Alfalfa Hay vs. Grass Hay

The two broadest categories of hay are legume hay (primarily alfalfa) and grass hay (timothy, orchard grass, meadow mixes). Alfalfa consistently delivers more protein, with typical values around 127 to 139 grams of crude protein per kilogram of dry matter. Grass hay runs significantly lower, around 79 to 88 grams per kilogram. Energy content between the two is roughly similar, so the main advantage of alfalfa is its protein density.

This difference matters for feeding. Alfalfa is often chosen for dairy cows, young growing animals, and horses with high energy demands. Grass hay suits animals with lower protein needs, like mature horses at light work. Many farmers grow both or buy a mix depending on what their livestock require.

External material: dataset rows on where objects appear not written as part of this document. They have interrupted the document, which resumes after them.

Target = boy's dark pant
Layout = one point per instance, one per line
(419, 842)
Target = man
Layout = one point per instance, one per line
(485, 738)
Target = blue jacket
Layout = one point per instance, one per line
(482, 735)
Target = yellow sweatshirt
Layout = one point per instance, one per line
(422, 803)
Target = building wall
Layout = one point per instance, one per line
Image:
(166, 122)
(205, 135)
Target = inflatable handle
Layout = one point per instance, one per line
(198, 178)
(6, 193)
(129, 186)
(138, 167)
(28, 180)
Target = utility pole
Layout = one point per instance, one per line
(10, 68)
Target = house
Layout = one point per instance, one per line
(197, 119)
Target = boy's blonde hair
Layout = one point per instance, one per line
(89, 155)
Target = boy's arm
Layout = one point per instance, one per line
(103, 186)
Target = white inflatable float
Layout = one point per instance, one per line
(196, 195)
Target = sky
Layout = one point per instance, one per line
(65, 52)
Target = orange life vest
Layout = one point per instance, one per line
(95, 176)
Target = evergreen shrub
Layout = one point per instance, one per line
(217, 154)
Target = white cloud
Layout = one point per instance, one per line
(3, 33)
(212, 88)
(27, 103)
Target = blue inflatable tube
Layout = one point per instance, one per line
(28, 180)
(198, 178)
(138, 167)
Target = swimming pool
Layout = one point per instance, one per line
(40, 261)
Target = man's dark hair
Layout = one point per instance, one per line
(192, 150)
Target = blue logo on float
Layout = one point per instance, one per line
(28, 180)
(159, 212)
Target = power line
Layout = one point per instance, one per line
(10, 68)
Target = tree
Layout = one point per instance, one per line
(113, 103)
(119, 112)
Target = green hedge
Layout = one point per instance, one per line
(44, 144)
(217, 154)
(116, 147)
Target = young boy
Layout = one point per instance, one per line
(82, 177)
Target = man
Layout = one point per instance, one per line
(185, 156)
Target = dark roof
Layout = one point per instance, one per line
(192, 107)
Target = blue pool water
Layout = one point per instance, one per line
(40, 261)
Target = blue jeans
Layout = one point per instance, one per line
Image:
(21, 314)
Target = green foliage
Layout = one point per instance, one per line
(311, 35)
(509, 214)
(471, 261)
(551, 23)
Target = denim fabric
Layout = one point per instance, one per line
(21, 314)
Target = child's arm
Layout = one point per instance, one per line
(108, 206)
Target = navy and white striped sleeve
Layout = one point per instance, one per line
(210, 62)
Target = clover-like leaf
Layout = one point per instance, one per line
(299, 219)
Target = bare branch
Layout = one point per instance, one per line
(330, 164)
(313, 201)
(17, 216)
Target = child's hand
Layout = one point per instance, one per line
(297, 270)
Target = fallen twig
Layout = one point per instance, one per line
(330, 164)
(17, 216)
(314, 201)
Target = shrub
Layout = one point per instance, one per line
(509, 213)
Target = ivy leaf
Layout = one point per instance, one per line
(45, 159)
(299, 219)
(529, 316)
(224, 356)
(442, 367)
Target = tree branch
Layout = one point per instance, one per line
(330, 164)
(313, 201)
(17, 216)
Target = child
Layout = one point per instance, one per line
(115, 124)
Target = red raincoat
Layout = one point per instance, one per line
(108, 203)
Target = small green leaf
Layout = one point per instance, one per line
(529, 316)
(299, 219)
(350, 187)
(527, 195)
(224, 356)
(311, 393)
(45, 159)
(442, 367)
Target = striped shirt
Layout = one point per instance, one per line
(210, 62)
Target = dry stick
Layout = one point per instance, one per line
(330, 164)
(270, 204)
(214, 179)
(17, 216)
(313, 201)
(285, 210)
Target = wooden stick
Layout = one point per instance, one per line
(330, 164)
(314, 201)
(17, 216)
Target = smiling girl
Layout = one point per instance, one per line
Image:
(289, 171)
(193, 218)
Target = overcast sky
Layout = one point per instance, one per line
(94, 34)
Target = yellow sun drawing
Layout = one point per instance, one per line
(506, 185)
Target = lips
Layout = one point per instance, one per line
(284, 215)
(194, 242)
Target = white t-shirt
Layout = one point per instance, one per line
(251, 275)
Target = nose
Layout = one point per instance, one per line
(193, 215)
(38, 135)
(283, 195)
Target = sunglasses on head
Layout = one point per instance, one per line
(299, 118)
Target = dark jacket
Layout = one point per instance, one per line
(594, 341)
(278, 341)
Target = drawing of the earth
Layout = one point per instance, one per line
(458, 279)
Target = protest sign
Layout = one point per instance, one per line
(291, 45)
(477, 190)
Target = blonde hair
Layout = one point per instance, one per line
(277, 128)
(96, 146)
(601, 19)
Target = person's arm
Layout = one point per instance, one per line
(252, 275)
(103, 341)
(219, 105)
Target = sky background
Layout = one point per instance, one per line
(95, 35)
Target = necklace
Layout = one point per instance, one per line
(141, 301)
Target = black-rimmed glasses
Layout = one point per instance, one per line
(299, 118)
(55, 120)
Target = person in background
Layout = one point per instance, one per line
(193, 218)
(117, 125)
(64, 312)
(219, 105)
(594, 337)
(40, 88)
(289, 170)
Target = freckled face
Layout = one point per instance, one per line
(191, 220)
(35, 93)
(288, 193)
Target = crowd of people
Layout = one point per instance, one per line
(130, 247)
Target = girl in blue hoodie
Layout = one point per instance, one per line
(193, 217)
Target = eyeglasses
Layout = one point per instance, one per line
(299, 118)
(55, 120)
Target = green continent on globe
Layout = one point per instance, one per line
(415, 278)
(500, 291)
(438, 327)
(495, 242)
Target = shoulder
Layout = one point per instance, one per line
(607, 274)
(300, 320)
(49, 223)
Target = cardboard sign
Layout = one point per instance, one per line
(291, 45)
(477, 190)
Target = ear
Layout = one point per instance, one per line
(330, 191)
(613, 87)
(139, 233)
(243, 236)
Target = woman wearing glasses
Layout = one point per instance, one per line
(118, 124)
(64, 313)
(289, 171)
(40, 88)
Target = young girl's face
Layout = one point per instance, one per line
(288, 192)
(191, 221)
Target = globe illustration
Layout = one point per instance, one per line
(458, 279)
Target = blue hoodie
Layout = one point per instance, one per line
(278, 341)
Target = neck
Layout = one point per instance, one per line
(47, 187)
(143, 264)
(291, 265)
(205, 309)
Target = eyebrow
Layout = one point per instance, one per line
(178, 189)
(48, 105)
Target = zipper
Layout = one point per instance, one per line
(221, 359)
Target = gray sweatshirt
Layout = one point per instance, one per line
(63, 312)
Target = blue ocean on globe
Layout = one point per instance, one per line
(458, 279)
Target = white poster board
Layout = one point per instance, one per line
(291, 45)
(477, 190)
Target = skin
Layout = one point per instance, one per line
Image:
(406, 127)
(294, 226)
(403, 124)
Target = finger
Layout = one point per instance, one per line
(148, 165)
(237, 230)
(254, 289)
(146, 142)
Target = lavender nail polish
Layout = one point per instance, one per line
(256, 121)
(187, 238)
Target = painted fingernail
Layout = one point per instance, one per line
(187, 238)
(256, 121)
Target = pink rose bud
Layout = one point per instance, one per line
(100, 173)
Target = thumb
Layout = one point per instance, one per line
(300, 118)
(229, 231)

Storing Hay Without Losing Quality

Even properly baled hay loses nutritional value in storage, and how much depends on the wrapping method and whether the bales are kept indoors or out. Twine-wrapped bales stored outside lose the most dry matter. Net wrap performs better, shedding water more effectively and holding the bale’s shape. Plastic wrap or sleeves give the best protection, limiting dry matter loss to about 5 to 8% in the first year and an additional 2 to 5% in the second year.

Indoor storage in a barn or shed remains the gold standard. Bales kept off the ground on pallets or gravel, under a roof, with good airflow will retain the most nutrients. For farms that must store outside, net wrap and positioning bales in rows oriented north to south (maximizing sun exposure on the sides) helps minimize losses. Bales should never sit directly on bare soil, where they wick moisture from the ground.